One Layer of a Convolutional Neural Networks

As mentioned in the last post, when we do the convolution operations, notice that the size of the input is \(n\times n\times c\) and the size of the filter is \(f\times f\times c\) where the channels of the input and the filter should be same. If there is only one filter, then the size of the generated output should be \((n-f+1)\times (n-f+1) \times 1\) (without padding and stride) while if there are \(n_f\) filters, then the size of the output will be \((n-f+1)\times (n-f+1) \times n_f\).

Convolutions Over Volume

To figure out how it works in one specific layer of the convolutional neural network, we need to have a good command of how convolutions over volume works. For instance, if we have a \(6\times6\times3\) input image with 3 color channels (red, green and blue), to convolve with it, we need a filter with the size of \(f\times f\times 3\). Let \(f=3\). It is obvious that there are 27 numbers in the filter (9 numbers in each channel), the convolution operations are quite straightforward: select the specific region over each channel, multiply the corresponding entries and sum them up to achieve the value of each entry in the generated output. The procedures of the convolution over volume are illustrated below:

Notice that each filter could have different types of functions in order to obtain the feature map from the input image. For example, the first filter below is aimed to detect the vertical edges over red channels and the second filter is aimed to detect the vertical edges over all channels.

Multiple Filters

In practice, in one layer of the convolutional neural networks, there might have several types of filters with different purposes of feature extractions, thus we need to figure out how it works for multiple filters in convolutional neural networks. As we mentioned above, a \(n\times n\times c\) input image is convolved with \(n_f\) numbers of \(f\times f\times c\) filters, then the generated output size should be \((n-f+1)\times (n-f+1)\times n_f\). An simple example below is demonstrated:

Typically, a complete layer of the convolutional neural network consists of the convolutions over volume operations and activation functions. To continue the previous example, after finishing the convolution operations over all color channels, we need to add a bias term and then apply a nonlinear activation function afterward, suppose it is a ReLu activation function. To complete, those two generated output has to be stacked together to obtain a \(4\times4\times2\) final output.

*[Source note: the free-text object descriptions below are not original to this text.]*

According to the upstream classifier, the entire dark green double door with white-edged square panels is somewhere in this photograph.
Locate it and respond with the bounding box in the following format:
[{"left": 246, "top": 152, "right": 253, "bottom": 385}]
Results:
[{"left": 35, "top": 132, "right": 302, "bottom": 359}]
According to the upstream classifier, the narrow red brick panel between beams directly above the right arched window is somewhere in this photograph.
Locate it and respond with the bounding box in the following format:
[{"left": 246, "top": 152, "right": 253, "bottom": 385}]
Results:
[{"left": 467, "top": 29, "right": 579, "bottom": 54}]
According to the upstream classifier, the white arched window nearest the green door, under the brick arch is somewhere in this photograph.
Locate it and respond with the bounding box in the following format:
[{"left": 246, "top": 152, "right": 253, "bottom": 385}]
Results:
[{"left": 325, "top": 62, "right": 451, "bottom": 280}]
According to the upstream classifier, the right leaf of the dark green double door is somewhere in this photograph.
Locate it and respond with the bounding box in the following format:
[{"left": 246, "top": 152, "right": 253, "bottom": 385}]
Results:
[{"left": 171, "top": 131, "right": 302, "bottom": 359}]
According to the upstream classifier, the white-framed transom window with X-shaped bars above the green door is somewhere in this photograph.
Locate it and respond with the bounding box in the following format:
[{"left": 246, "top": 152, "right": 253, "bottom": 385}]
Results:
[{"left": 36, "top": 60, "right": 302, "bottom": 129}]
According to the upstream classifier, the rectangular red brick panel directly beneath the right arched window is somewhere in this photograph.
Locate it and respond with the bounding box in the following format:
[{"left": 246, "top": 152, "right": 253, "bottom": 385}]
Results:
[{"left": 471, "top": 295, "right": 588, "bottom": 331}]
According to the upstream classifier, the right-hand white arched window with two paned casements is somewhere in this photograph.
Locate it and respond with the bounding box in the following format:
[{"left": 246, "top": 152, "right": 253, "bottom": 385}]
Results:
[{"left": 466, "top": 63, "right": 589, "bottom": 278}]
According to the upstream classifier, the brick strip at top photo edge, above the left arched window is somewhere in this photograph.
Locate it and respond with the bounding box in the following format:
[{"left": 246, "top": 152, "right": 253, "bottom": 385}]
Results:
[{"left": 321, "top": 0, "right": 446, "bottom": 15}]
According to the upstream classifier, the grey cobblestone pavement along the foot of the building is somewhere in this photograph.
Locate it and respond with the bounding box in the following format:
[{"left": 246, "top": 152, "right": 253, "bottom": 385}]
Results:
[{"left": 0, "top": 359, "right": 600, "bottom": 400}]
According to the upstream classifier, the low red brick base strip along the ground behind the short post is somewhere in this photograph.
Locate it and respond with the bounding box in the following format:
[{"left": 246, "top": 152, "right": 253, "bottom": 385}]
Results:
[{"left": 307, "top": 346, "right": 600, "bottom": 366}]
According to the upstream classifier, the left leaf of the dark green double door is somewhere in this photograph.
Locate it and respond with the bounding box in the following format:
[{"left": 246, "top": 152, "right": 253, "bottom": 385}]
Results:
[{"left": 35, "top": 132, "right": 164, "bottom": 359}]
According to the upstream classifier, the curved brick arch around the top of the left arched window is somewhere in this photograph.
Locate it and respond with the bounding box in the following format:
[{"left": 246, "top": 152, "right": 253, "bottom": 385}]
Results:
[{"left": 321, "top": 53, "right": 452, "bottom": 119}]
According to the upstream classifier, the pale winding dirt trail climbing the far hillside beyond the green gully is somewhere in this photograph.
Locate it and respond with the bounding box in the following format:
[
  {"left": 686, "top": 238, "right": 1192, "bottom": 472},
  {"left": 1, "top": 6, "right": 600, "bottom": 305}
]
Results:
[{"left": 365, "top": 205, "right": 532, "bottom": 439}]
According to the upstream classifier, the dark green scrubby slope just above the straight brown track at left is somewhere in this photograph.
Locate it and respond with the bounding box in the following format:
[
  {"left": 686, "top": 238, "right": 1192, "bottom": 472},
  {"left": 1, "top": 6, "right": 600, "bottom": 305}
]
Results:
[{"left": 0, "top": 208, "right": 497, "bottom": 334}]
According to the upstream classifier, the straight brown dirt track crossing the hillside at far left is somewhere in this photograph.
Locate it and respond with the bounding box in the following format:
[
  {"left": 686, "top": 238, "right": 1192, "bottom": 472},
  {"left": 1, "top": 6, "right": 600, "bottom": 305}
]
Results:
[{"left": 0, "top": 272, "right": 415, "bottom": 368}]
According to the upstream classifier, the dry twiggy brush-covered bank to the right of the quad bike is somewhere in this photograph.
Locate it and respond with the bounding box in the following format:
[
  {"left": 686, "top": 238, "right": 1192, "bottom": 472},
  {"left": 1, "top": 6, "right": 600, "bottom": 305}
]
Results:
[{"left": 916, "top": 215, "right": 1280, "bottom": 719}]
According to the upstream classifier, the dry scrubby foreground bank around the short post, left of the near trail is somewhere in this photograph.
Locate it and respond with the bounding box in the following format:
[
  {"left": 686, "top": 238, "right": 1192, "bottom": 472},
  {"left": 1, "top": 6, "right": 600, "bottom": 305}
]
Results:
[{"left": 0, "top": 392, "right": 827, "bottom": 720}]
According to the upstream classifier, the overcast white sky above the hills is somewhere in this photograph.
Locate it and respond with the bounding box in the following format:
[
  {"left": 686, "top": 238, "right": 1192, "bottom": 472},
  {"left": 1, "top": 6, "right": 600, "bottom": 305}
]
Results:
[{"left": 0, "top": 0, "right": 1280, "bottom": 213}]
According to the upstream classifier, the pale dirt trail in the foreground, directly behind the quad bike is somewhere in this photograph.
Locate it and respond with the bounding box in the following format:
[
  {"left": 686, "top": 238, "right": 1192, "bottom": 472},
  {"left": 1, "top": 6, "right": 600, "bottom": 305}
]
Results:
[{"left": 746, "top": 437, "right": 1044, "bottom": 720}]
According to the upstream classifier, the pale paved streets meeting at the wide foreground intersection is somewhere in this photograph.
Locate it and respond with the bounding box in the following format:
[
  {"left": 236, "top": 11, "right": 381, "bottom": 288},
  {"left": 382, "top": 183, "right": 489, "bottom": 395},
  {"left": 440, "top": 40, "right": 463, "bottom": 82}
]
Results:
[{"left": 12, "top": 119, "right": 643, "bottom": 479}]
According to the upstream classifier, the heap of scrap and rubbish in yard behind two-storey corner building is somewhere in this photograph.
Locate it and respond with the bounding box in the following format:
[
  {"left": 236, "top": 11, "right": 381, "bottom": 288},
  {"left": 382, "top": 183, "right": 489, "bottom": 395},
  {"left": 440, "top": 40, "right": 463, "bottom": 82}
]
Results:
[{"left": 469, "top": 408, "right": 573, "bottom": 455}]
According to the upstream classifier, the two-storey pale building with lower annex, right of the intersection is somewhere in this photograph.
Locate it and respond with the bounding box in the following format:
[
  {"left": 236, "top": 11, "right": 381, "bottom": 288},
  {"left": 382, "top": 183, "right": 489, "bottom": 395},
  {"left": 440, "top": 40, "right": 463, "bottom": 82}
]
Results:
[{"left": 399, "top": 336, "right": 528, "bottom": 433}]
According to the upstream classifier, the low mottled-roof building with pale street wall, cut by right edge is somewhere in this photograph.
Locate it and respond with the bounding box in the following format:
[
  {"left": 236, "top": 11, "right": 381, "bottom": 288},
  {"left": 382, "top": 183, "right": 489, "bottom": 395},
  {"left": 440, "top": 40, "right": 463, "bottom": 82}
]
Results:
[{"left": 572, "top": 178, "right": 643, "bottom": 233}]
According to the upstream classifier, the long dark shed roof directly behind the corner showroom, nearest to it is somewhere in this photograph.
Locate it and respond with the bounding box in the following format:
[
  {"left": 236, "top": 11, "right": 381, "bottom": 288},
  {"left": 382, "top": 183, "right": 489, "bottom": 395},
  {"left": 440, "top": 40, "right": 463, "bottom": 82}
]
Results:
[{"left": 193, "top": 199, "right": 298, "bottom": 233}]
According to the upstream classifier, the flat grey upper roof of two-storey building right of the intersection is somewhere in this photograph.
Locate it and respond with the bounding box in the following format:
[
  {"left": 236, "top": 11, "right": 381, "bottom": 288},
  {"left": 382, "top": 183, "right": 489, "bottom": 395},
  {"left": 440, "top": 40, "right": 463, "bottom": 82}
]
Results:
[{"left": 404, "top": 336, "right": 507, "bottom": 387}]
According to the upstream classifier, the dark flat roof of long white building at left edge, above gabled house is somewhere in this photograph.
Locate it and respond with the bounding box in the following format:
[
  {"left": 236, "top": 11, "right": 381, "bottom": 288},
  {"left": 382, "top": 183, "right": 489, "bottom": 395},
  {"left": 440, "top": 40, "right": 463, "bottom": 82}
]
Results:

Denote the input image as \(a^{[0]}\) or \(x\). Then we could treat two filters as weight matrix \(w^{[1]}\) since the convolution operations here are actually conducting linear operations (simply multiply the entries and sum them up together). Denote \(z^{[1]}=w^{[1]}a^{[0]}+b^{[1]}\) and then output would be \(a^{[1]}=g(z^{[1]})\) where \(g\) is the activation function.

Summary of Notations

Continuing the example above, the summary of notation in one layer of the convolutional neural networks will be addressed below.

Denote:

\(f^{[l]}=\) filter size

\(p^{[l]}=\) padding size

\(s^{[l]}=\) stride size

\(n_c^{[l-1]}=c=\) numbers of input channels

\(n_c^{[l]}=n_f=\) numbers of filters \(=\) numbers of the output channels

\(a^{[l-1]}=n_H^{[l-1]}\times n_W^{[l-1]}\times n_c^{[l-1]}=n_H^{[l-1]}\times n_W^{[l-1]}\times c=\) input size

\(f^{[l]}\times f^{[l]} \times n_c^{[l-1]}=f^{[l]}\times f^{[l]} \times c=\) each filter size

\(a^{[l]}=n_H^{[l]}\times n_W^{[l]}\times n_c^{[l]}=n_H^{[l]}\times n_W^{[l]}\times n_f=\) output size

where input size \(n_H^{[l-1]},n_W^{[l-1]},n_c^{[l-1]}\) are known and

\(n_H^{[l]}=\lfloor \dfrac{n_H^{[l-1]}+2p^{[l]}-f^{[l]}}{s^{[l]}}+1\rfloor\), \(n_W^{[l]}=\lfloor \dfrac{n_W^{[l-1]}+2p^{[l]}-f^{[l]}}{s^{[l]}}+1\rfloor\), \(n_c^{[l]}=n_f\).

Furthermore, the single activation size is \(a^{[l]}=n_H^{[l]}\times n_W^{[l]}\times n_c^{[l]}\) and the overall activation size is \(A^{[l]}=n_H^{[l]}\times n_W^{[l]}\times n_c^{[l]}\times m\) where \(m\) is the numbers of the samples. The weight size is \(f^{[l]}\times f^{[l]} \times n_c^{[l-1]}\times n_c^{[l]}\) where \(n_c^{[l]}=n_f\) and bias\(=n_c^{[l]}=n_f=\) numbers of filters.